In der Fernsehsendung „The Late Show With Stephen Colbert“ beschrieb Jeff Tweedy unlängst, dass Musikmachen – das Liederschreiben, die Arbeit im Studio, das Konzert – sein Gegenmittel gegen die Angst sei. So meint er den Titel seines dritten Soloalbums: Auf „Twilight Override“ sind Lieder, die die Dunkelheit überschreiben, wenn auch nur für den Moment. Der Opener dieses Dreifachalbums, „One Tiny Flower“, ist eine sechs Minuten lange Meditation, bei der Tweedys akustische Gitarre wie eine Sitar klingt.

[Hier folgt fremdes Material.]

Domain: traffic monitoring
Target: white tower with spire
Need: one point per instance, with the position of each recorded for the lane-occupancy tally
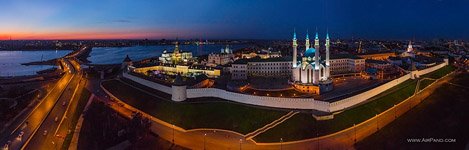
(327, 56)
(316, 60)
(409, 47)
(295, 46)
(307, 45)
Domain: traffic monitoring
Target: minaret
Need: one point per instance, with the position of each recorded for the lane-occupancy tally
(295, 46)
(327, 55)
(316, 60)
(359, 50)
(176, 47)
(409, 47)
(307, 40)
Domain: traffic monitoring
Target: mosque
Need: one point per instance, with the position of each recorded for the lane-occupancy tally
(311, 74)
(176, 57)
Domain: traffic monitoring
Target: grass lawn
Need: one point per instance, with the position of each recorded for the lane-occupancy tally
(76, 115)
(220, 115)
(440, 72)
(442, 115)
(424, 83)
(303, 126)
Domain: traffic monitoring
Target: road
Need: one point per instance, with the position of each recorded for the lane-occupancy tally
(56, 116)
(345, 139)
(35, 118)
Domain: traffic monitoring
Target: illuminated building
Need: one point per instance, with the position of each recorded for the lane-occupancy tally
(224, 57)
(311, 74)
(176, 57)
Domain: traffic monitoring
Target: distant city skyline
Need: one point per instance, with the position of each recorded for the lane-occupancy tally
(211, 19)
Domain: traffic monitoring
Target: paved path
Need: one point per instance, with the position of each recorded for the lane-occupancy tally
(220, 139)
(271, 125)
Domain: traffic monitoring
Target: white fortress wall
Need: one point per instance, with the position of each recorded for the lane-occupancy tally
(359, 98)
(282, 102)
(147, 83)
(278, 102)
(431, 69)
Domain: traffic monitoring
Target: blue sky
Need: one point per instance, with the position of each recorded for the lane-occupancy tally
(253, 19)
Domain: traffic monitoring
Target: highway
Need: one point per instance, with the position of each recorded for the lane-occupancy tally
(45, 136)
(35, 118)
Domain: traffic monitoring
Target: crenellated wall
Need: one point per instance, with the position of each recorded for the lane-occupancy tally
(281, 102)
(147, 83)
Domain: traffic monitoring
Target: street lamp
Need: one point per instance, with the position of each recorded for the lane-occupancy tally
(377, 125)
(173, 133)
(355, 134)
(281, 143)
(204, 139)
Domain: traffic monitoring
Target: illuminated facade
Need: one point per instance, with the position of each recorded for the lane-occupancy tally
(311, 74)
(409, 52)
(176, 57)
(226, 56)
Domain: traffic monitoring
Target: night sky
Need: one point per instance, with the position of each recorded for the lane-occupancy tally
(233, 19)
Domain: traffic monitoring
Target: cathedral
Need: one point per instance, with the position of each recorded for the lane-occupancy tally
(311, 74)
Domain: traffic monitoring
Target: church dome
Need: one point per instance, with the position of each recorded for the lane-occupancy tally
(310, 52)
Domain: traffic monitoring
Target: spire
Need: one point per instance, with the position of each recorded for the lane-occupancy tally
(409, 47)
(294, 33)
(316, 37)
(327, 34)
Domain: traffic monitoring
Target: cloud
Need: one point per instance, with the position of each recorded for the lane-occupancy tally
(121, 21)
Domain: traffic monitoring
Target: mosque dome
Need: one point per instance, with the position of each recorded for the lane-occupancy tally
(310, 52)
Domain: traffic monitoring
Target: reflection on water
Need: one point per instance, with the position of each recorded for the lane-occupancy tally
(10, 61)
(115, 55)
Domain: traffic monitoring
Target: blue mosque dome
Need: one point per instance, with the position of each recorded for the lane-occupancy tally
(310, 52)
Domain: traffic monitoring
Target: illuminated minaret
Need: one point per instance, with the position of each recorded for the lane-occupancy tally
(307, 40)
(316, 60)
(295, 45)
(176, 46)
(327, 55)
(409, 47)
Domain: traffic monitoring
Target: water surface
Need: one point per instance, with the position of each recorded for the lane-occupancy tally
(10, 61)
(115, 55)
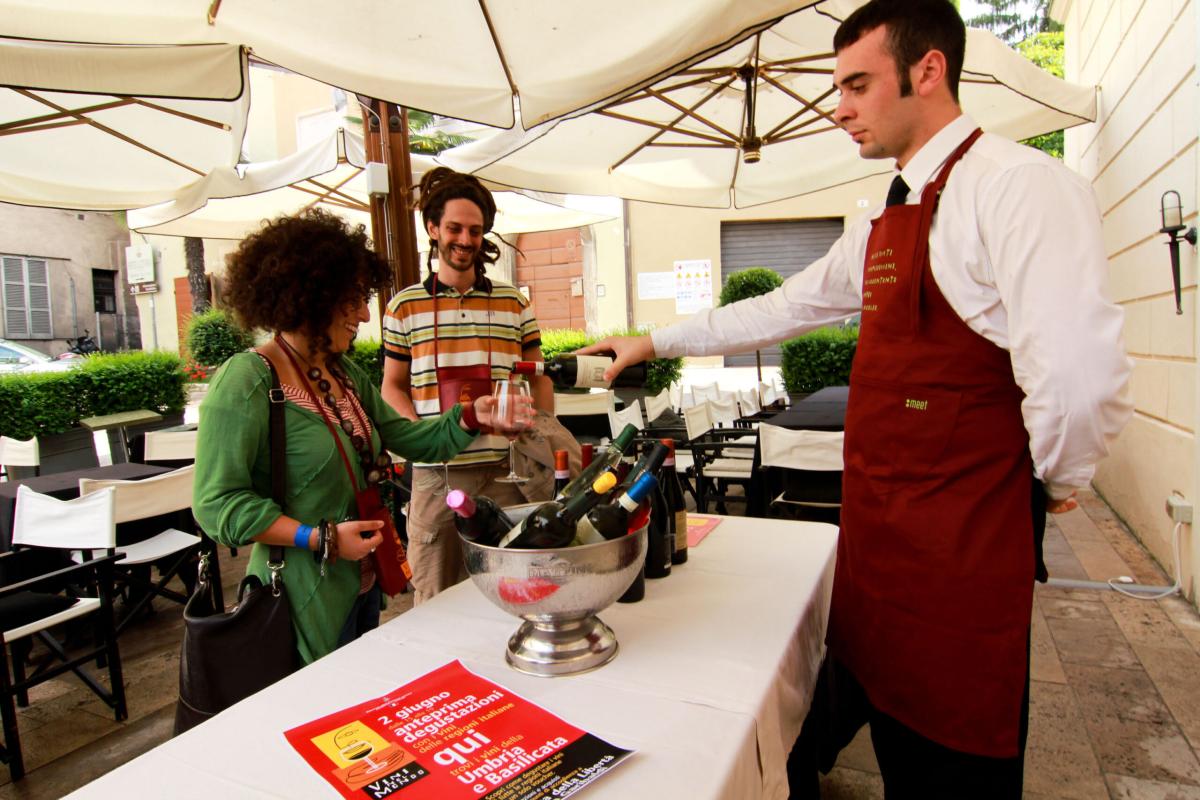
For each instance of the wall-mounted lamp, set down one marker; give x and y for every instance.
(1174, 227)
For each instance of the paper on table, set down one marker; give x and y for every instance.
(699, 525)
(453, 734)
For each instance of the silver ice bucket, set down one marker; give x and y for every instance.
(558, 594)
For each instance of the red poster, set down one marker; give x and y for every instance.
(453, 734)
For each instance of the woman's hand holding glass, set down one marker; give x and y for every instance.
(510, 414)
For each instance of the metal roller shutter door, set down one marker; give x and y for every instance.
(785, 246)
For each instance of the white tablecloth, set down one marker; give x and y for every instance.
(711, 684)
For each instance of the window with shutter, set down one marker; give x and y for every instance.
(27, 298)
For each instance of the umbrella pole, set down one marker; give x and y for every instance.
(391, 216)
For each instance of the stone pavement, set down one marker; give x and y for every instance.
(1115, 690)
(1115, 693)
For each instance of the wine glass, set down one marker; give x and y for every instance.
(511, 415)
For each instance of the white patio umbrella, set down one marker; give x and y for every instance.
(467, 59)
(687, 139)
(232, 203)
(108, 127)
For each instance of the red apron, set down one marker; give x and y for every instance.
(934, 583)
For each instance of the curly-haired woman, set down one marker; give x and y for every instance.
(306, 281)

Psychedelische Harmonien eröffnen einen rauschartigen Raum, in dem die Band nach und nach verschwindet.

Das Lied erzählt von Blumen im Asphalt – man denkt an die Bilder grün überwachsener Straßen und Häuser in den letzten Monaten der Pandemie. Der Planet hat das letzte Wort. Aber auch: Die Hoffnung hat das letzte Wort. Tweedy ist ein Skeptiker, der in seiner Musik allen eindeutigen Gefühlen misstraut, aber in Wirklichkeit ist er ein Apologet der Menschlichkeit. In dem ähnlich entrückten „Parking Lot“ rezitiert er eine Art Traum, in dem es, wie so oft, um seine Kindheit geht, um abwesende Väter, um Männlichkeit und um seine Identität als Künstler: „I’d like to teach the world to sing/ (fuck) anything.“ Eine zentrale Botschaft sowohl auf Tweedys Soloalben als auch in seinen Büchern ist die der Kreativität ohne Zugangsbeschränkung. Jede:r kann einen Song schreiben. Vor vielleicht 15 Jahren gelang Tweedy das Kunststück, seine Perspektive auf den Prozess des Songschreibens zu verändern. Seitdem kann er quasi ununterbrochen komponieren. So voll ist sein Verweise-Universum, dass er in jeder Melodiewendung und jedem Akkordwechsel eine Schönheit erkennt, aus der ein Lied werden kann. Dass er hier stattliche 30 Lieder auf einmal veröffentlicht, unterstreicht das: Die Welt ist voller Musik, die es wert ist, aufgenommen zu werden. Jedenfalls wenn man Jeff Tweedy ist.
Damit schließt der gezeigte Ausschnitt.